Почувствовав угрозу, руководство «Литературной газеты» срочно собрало редколлегию. Ведь в «Тарусских страницах» принял участие один штатный работник редакции (Булат Окуджава), два нештатных (Борис Балтер и Владимир Максимов), супруг сотрудницы (Владимир Корнилов) и чуть ли не с десяток постоянных авторов газеты.
Почему литначальство спешило? Перед этим оно уже вляпалось в один громкий скандал. Газета напечатала стихотворение Евгения Евтушенко «Бабий Яр», на которое сразу ополчились идеологические «охранители», и эта публикация чуть не стоила должности тогдашнему главреду «Литературки» Валерию Косолапову. От увольнения его спасло лишь чудо. Второй раз подставляться Косолапов не хотел.

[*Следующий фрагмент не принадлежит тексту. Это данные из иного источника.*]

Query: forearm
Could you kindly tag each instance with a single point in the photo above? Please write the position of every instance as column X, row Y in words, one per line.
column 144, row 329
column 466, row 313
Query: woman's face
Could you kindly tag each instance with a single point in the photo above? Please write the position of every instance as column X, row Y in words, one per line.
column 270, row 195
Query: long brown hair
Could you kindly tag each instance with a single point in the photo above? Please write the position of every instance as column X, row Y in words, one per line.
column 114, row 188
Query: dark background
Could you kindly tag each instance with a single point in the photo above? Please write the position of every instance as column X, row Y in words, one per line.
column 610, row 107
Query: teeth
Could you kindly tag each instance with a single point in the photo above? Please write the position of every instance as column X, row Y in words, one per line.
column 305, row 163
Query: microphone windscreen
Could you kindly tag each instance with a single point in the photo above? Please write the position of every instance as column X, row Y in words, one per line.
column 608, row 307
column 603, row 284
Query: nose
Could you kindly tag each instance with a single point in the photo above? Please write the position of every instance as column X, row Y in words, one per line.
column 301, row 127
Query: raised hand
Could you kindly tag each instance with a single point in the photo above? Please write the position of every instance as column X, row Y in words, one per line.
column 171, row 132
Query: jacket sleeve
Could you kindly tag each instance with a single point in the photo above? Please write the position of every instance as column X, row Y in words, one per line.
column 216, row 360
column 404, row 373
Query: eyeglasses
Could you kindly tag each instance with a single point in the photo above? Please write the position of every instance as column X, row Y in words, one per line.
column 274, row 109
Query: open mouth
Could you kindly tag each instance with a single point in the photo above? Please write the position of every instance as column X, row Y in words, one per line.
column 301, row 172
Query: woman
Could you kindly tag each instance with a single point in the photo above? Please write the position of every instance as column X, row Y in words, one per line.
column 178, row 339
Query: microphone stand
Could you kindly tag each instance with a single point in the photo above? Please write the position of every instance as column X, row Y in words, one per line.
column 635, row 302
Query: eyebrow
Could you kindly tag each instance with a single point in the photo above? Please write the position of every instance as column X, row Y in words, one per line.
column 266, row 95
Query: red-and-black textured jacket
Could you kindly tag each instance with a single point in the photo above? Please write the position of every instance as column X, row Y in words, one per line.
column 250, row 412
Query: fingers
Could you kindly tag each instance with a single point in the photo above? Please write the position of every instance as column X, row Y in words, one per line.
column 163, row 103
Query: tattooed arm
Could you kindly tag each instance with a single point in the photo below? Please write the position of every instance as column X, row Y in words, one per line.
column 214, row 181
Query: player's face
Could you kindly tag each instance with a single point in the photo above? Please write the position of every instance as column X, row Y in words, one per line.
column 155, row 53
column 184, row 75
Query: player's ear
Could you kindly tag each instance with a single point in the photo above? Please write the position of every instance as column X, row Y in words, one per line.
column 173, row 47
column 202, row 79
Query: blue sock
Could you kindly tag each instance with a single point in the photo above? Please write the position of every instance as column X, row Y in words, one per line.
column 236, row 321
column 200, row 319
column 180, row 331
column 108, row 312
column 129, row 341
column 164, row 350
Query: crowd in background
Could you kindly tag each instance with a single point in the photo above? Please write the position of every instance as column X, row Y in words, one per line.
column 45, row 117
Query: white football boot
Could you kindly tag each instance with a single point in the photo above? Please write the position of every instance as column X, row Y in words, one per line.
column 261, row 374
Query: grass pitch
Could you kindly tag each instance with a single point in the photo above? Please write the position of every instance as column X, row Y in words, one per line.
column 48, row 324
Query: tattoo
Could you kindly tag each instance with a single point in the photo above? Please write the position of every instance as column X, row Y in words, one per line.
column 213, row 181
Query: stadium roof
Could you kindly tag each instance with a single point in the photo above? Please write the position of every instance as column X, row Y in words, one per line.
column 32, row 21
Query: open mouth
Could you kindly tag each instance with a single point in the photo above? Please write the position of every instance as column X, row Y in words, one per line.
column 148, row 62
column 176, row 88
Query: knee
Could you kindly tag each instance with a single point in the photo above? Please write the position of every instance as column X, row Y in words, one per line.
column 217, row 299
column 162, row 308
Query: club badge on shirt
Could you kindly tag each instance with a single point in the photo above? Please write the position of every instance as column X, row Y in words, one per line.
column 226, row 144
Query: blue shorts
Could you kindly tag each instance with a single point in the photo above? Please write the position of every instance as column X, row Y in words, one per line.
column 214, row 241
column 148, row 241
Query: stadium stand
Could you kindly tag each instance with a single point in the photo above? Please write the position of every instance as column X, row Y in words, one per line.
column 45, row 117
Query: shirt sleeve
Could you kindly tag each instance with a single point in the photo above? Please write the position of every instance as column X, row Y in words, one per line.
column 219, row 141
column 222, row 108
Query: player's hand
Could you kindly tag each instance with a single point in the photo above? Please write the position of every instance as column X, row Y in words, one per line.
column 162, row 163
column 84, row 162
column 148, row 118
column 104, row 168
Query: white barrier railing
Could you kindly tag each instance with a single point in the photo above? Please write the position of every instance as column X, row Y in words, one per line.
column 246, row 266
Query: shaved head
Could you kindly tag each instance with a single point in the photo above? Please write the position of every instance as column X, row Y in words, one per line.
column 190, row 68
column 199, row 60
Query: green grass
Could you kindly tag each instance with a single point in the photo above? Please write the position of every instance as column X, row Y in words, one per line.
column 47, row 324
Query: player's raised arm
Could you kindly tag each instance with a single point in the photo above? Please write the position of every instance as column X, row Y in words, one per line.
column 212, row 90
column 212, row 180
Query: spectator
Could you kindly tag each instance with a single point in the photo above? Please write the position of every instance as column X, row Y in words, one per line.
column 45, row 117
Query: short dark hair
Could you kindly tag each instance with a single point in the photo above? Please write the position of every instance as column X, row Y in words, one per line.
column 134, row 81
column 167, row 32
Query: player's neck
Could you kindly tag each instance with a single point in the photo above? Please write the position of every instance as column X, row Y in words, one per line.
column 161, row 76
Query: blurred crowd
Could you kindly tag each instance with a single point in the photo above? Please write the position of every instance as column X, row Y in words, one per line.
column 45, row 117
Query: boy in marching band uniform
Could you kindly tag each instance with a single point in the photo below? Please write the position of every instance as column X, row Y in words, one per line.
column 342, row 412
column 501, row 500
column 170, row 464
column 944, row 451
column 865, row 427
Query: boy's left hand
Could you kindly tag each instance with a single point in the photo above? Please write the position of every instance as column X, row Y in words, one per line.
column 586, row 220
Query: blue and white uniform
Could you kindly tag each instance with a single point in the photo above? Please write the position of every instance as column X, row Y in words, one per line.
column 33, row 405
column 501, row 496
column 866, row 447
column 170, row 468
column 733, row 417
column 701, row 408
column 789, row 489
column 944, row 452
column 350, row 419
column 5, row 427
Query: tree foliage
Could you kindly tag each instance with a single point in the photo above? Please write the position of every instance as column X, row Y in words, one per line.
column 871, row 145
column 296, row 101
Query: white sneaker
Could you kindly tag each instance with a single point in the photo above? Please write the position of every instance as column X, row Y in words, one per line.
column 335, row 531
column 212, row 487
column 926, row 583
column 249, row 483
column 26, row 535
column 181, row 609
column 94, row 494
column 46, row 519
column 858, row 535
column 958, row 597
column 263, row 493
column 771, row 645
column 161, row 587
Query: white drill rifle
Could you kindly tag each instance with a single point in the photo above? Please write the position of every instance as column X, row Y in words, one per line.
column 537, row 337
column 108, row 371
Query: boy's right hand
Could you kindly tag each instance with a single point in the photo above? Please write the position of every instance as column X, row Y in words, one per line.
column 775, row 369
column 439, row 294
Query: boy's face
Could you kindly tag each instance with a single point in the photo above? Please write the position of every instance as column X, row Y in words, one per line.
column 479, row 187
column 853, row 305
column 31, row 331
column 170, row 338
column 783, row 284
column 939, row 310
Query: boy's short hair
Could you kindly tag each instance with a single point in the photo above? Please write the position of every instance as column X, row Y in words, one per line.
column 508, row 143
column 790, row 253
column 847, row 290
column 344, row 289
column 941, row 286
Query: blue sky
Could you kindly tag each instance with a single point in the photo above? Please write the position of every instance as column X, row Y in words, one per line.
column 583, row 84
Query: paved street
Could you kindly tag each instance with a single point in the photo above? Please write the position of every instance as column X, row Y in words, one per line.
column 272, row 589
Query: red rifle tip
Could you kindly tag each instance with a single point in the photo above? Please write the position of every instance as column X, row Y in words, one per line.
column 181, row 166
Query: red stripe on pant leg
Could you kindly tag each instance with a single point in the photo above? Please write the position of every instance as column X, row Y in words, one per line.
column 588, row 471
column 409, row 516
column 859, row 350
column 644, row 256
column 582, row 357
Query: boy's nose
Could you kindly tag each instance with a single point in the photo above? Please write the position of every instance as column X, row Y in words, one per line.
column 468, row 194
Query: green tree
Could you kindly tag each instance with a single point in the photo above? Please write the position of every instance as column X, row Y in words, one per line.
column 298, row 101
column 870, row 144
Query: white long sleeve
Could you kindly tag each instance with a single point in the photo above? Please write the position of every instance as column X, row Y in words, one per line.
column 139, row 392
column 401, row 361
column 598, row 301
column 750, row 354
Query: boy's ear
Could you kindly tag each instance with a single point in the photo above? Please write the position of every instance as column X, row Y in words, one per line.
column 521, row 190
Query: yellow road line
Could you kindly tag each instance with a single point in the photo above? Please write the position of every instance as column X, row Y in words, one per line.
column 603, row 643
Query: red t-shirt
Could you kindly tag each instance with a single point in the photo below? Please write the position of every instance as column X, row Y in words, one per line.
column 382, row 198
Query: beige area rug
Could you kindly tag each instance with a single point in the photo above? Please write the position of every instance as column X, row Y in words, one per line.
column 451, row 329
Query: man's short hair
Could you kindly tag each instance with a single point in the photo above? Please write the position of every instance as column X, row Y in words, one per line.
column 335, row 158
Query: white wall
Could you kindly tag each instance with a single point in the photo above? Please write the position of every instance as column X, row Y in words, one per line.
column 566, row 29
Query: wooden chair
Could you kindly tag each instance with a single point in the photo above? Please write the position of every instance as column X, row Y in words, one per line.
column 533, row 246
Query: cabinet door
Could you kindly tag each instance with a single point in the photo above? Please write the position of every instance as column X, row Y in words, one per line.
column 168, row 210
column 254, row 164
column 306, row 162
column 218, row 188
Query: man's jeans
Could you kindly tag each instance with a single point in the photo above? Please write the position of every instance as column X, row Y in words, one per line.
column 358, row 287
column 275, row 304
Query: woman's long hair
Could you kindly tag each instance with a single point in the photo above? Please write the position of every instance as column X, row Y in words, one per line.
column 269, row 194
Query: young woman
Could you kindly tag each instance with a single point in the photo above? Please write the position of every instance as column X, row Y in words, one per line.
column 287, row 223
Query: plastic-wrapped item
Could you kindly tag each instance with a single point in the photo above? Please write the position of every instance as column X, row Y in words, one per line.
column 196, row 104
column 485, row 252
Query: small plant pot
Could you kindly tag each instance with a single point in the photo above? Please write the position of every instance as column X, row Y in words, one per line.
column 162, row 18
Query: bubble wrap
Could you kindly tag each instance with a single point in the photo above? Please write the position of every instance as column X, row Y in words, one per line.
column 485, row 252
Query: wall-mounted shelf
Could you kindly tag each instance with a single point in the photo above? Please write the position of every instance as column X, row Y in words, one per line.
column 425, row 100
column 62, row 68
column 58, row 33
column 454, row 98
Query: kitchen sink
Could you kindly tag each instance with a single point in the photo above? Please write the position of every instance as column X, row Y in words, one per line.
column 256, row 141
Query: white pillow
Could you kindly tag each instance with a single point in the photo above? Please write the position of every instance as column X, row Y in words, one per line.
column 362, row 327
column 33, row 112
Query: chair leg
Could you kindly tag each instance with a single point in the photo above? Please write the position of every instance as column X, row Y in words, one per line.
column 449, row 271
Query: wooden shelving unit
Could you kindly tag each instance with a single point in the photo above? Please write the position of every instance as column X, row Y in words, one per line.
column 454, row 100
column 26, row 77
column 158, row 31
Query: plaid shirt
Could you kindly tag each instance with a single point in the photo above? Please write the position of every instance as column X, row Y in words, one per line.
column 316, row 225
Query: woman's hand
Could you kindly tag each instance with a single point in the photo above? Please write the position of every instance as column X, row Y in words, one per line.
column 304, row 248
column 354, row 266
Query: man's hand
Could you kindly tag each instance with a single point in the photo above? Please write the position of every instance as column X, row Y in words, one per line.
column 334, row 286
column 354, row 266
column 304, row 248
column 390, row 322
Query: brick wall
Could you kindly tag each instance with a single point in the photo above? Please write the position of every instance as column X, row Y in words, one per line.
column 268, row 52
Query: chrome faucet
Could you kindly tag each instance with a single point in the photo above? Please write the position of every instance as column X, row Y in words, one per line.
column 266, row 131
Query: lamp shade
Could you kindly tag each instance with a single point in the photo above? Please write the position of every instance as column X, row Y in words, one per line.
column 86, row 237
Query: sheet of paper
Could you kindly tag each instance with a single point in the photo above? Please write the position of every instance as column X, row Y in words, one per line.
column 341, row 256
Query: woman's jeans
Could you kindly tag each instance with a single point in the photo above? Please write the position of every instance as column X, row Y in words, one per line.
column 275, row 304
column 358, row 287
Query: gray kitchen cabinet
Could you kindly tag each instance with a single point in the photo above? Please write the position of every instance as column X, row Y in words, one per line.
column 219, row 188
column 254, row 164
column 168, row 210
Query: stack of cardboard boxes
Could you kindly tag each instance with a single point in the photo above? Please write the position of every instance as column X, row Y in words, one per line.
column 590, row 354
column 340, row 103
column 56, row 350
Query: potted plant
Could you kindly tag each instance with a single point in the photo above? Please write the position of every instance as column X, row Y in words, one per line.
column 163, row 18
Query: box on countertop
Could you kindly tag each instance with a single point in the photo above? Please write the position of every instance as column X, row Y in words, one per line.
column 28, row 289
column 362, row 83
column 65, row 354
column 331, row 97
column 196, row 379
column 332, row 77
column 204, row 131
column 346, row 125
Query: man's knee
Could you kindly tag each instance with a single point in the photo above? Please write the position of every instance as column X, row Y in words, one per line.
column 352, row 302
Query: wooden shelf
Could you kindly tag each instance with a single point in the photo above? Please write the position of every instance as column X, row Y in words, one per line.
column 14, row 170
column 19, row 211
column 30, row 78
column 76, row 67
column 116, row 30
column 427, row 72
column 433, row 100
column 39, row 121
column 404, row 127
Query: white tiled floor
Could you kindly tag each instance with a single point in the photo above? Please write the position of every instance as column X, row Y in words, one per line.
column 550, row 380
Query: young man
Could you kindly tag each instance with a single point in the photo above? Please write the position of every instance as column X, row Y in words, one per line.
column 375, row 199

А большинство членов редколлегии дали понять, что в целом «Тарусские страницы» народу понравились, и что не стоило бояться возможных чьих-либо окриков. Сверхосторожность проявил один Феликс Кузнецов, которого недавно вместо Юрия Бондарева назначили редактором раздела русской литературы. Нет, он не призывал немедленно разгромить вышедший в Калуге альманах. Ему тоже хотелось избежать публичного скандала. Но, с другой стороны, он понимал, что совсем без признания ошибок издателей не обойтись: партаппарат не допустил бы полного замалчивания происшедшего. Для Феликса Кузнецова всё осложнялось ещё и тем, что в этом альманахе напечатался его подчинённый – Окуджава, а значит, ему вполне могли задать вопросы: лично он куда смотрел и почему допустил подобное? Потому Кузнецов и стал на редколлегии извиваться ужом.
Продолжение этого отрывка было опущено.